Ocurrió un atardecer, a la hora gris, cuando me estaba preparando para guardar mi tejido. El guardia ya había empezado a hacer tintinear las llaves del candado para señalarnos la hora de nuestro encierro. En la caleta más cercana, un radio no había dejado de chirriar desde el mediodía. Yo había aprendido a hacer abstracción del mundo exterior para vivir en mi silencio, y oía sin escuchar. De repente, me detuve. Era una voz proveniente de otro mundo, de otra época: reconocí la voz de Dominique. Me di media vuelta y corrí entre las caletas para pegar la oreja al radio que colgaba en una estaca. El guardia gritaba detrás de mí, para que regresara a la jaula. Le hice señas de callarse. Dominique se expresaba en un español perfecto. Nada de lo que decía parecía tener relación conmigo. El guardia, intrigado por mi reacción, también vino a pegar la oreja al radio. La locutora dijo en ese momento: «El ministro de Asuntos Exteriores de Francia, señor Dominique de Villepin, durante su viaje oficial a Colombia, manifestó el compromiso de su país para lograr que regresen vivos, en el menor tiempo posible, la franco-colombiana y todos los rehenes que, etc., etc.».

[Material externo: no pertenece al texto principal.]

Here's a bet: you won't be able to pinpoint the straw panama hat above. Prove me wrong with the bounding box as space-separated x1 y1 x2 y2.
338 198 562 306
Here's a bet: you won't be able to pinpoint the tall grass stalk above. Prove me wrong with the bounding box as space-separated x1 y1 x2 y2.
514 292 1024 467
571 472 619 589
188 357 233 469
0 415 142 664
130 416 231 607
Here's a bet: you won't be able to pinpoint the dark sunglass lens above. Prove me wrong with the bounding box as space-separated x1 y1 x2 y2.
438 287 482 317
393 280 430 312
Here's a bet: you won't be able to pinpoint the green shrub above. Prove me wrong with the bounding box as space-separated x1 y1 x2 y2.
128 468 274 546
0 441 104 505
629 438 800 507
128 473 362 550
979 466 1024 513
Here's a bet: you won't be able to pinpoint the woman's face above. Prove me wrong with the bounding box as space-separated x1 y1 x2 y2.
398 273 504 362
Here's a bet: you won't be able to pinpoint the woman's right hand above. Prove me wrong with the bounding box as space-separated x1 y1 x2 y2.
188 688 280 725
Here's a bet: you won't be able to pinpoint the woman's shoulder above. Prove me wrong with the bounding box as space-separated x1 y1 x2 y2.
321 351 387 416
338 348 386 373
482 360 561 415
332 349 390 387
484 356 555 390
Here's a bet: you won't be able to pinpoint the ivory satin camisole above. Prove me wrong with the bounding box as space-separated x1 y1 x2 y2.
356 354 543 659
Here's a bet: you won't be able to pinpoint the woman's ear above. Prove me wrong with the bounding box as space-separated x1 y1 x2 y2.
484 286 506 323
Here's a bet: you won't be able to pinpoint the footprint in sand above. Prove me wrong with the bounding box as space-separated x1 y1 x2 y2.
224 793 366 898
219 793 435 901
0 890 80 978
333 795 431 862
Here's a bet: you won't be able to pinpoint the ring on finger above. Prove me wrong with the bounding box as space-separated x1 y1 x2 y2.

—¿Quién es? —preguntó el guardia.
—Es un amigo —le respondí emocionada, pues el tono de Dominique traicionaba el dolor que le producía nuestra situación.
La noticia se regó como pólvora en el campamento. Andrés vino a ver qué pasaba. Quería saber por qué yo le daba tanta importancia a esta información.
—Dominique de Villepin vino a Colombia a luchar por nosotros. ¡Francia no nos abandonará jamás!
Andrés me miró incrédulo. Era perfectamente impermeable a las nociones de grandeza o de sacrificio. Para él, lo único que quedaba claro era que yo tenía pasaporte francés y que Francia —un país sobre el que no sabía nada— quería negociar nuestra liberación. El veía una cuestión de intereses donde yo veía un asunto de principios.
Después de esta intervención de Dominique, todo cambió. Para bien y para mal. Mi estatus de prisionera sufrió una transformación evidente. No solamente respecto a la guerrilla, que comprendía que su botín había aumentado de valor. Sino también respecto a los demás. A partir de ese momento, las emisoras se dieron a la tarea de machacar mi condición de «franco-colombiana», a veces como un privilegio casi indecente, a veces con un dejo de ironía, pero con mucha frecuencia con el ánimo de movilizar los corazones y sensibilizar los espíritus. En efecto, yo tenía doble nacionalidad: educada en Francia, me involucré en la política colombiana para luchar contra la corrupción. Siempre me había sentido en casa tanto en Colombia como en Francia.
Sin embargo, las repercusiones más profundas del apoyo de Francia se verían en las relaciones con mis futuros compañeros de infortunio. «¿Por qué ella y no nosotros?».
Ya lo había vislumbrado en una conversación con Clara sobre la evaluación de nuestras posibilidades de salir del cautiverio.
—¡Tú no tienes de qué quejarte! Al menos Francia lucha por ti —me dijo con amargura.
El nuevo año comenzó con una sorpresa. Vimos llegar al nuevo comandante del frente quince, que había reemplazado al «Mocho» César después de su muerte.
Llegó acompañado de una muchacha, una morena alta encargada de una misión delicada.
—Vine a transmitirles una muy buena noticia —dijo con una sonrisa de oreja a oreja—. ¡Les dieron autorización para mandarle un mensaje a sus familias!
Tenía una cámara en la mano, lista para filmarnos. La miré de arriba abajo, seca y distante. Lo que nos estaba anunciando no era ni un favor ni una buena noticia. Recordaba cómo habían modificado descaradamente mi primera prueba de supervivencia. Habían cortado las partes en que yo describía las condiciones de nuestro cautiverio, las cadenas que nos hacían llevar las veinticuatro horas del día, así como una declaración de gratitud a las familias de los soldados muertos en la operación que lanzaron después de nuestra captura con el fin de liberarnos.